Tra i passaggi più significativi della due giorni c’è la richiesta al Governo di misure di semplificazione fiscale ed amministrativa a favore dei professionisti. Tre le questioni fondamentali secondo i tecnici: la prima è la necessità di individuare parametri oggettivi per l’assoggettabilità dei professionisti all’IRAP in quanto l’Imposta Regionale sulle Attività Produttive e la sua applicazione ai lavoratori autonomi restano ancora un tema controverso dal momento che il presupposto dell’imposta è l’autonoma organizzazione ma la norma e la giurisprudenza non indicano parametri oggettivi per individuare, per ciascun tipo di attività, l’esistenza o meno di una autonoma organizzazione. Di conseguenza è il giudice di merito ad accertare di caso in caso l’esistenza di tale requisito. I professionisti chiedono quindi di chiarire la definizione di autonoma organizzazione, anche mediante la definizione di criteri oggettivi, ai fini della non assoggettabilità dei professionisti, degli artisti e dei piccoli imprenditori all’imposta regionale sulle attività produttive.  

La seconda questione è quella relativa alla deducibilità dei costi dell’autovettura dal momento che la normativa fiscale individua per i professionisti limiti di deducibilità per alcune categorie di spesa attraverso la presunzione legale dell’uso promiscuo.

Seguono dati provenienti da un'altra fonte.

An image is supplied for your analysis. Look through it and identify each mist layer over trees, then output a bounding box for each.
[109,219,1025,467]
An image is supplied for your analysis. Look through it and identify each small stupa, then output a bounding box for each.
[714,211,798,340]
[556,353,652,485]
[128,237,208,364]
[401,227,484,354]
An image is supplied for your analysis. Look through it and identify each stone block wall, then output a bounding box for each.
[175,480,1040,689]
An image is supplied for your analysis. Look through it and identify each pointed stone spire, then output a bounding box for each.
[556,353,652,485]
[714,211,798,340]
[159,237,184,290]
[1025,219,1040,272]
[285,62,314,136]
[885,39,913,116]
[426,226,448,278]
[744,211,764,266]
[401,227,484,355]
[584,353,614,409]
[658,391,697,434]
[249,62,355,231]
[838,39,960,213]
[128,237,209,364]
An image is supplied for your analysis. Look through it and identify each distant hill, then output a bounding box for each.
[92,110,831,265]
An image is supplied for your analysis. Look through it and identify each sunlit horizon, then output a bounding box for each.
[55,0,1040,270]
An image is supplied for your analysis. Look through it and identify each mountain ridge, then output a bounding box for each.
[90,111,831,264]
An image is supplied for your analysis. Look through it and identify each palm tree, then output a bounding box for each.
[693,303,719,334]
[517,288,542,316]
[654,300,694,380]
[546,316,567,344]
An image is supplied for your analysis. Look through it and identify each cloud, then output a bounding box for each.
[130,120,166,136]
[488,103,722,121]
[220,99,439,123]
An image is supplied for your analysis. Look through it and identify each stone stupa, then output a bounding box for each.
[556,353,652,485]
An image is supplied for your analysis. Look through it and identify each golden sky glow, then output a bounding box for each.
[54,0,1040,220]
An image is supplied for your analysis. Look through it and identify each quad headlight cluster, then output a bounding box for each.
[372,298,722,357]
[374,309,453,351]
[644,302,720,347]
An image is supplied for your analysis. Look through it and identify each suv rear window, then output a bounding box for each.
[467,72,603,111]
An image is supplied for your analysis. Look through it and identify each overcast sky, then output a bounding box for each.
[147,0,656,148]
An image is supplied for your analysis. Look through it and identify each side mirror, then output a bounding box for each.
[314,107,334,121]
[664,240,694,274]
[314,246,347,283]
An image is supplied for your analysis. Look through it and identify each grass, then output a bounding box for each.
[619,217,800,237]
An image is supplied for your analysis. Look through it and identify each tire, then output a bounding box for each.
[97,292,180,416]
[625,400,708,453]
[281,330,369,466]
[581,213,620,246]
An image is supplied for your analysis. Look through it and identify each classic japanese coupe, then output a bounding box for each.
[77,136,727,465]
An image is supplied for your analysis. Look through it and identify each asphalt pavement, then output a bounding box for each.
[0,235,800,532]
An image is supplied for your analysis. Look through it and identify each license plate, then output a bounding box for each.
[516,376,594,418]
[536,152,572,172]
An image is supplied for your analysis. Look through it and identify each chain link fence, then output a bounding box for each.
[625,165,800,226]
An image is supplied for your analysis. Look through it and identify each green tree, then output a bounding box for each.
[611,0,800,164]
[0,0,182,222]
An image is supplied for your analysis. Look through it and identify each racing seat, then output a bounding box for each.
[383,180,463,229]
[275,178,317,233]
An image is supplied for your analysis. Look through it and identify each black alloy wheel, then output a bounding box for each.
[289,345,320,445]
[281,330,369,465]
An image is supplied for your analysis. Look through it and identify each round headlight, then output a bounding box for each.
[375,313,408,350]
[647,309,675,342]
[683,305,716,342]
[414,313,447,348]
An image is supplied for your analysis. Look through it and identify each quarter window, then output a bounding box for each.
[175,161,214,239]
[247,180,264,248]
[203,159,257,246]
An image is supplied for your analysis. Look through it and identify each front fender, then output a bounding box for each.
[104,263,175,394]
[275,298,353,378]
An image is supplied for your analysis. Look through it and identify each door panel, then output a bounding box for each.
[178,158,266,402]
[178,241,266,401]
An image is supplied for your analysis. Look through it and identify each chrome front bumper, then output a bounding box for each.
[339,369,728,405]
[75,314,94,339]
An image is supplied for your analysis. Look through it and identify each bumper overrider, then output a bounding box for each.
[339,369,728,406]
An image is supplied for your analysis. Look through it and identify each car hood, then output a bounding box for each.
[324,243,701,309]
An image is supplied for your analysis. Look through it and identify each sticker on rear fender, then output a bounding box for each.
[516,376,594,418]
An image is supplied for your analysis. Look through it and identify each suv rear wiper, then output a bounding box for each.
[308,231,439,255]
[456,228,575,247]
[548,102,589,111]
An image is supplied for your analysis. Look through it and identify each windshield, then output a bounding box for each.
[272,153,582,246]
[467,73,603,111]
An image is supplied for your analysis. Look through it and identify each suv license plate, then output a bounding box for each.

Un’ultima importante richiesta degli ingegneri è la modifica del regime forfettario. Attualmente quest’ultimo assoggetta il reddito prodotto ad una imposta sostitutiva, in misura fissa del 15% (ridotta per i primi 3 anni) e limita l’accesso e la permanenza nel regime forfettario al rispetto di determinati parametri tra cui quelli di natura reddituale e per ciascun settore economico è individuato un limite reddituale ed un coefficiente di redditività. Per gli ingegneri il limite è di € 30.000 e la proposta che giunge dal Congresso degli Ingegneri è di estendere questo limite a € 50.000 per una vasta gamma di professionisti. Inoltre, al fine di limitare la riduzione del gettito erariale, e per motivi di equità fiscale, si ritiene utile definire, all’interno dello stesso provvedimento, una seconda aliquota pari al 25% per i compensi che superano l’attuale somma di Euro 30.000 fino al raggiungimento della soglia di Euro 50.000 ed un limite reddituale per l’accesso e la permanenza nel regime pari a Euro 50.000.

 

WORKING: LA PIATTAFORMA DEGLI INGENGERI

Durante il congresso è stata presentata WorkING, la piattaforma di servizi offerta agli iscritti dal Consiglio Nazionale degli Ingegneri con la Fondazione CNI in rete con gli ordini territoriali: “I dibattiti di questo Congresso – ha il Vice Presidente del CNI e responsabile del progetto Gianni Massa – hanno messo in evidenza quanto i nuovi linguaggi stanno cambiando, evidenziando le nuove forme di lavoro, le competenze trasversali. Questo è il motivo per cui è nato WorkING. Siamo nella fase di partenza ma siamo in tanti, è un progetto che mette al centro le competenze. Gli studenti di ingegneria possono accedere e nel brevissimo potranno profilarsi”.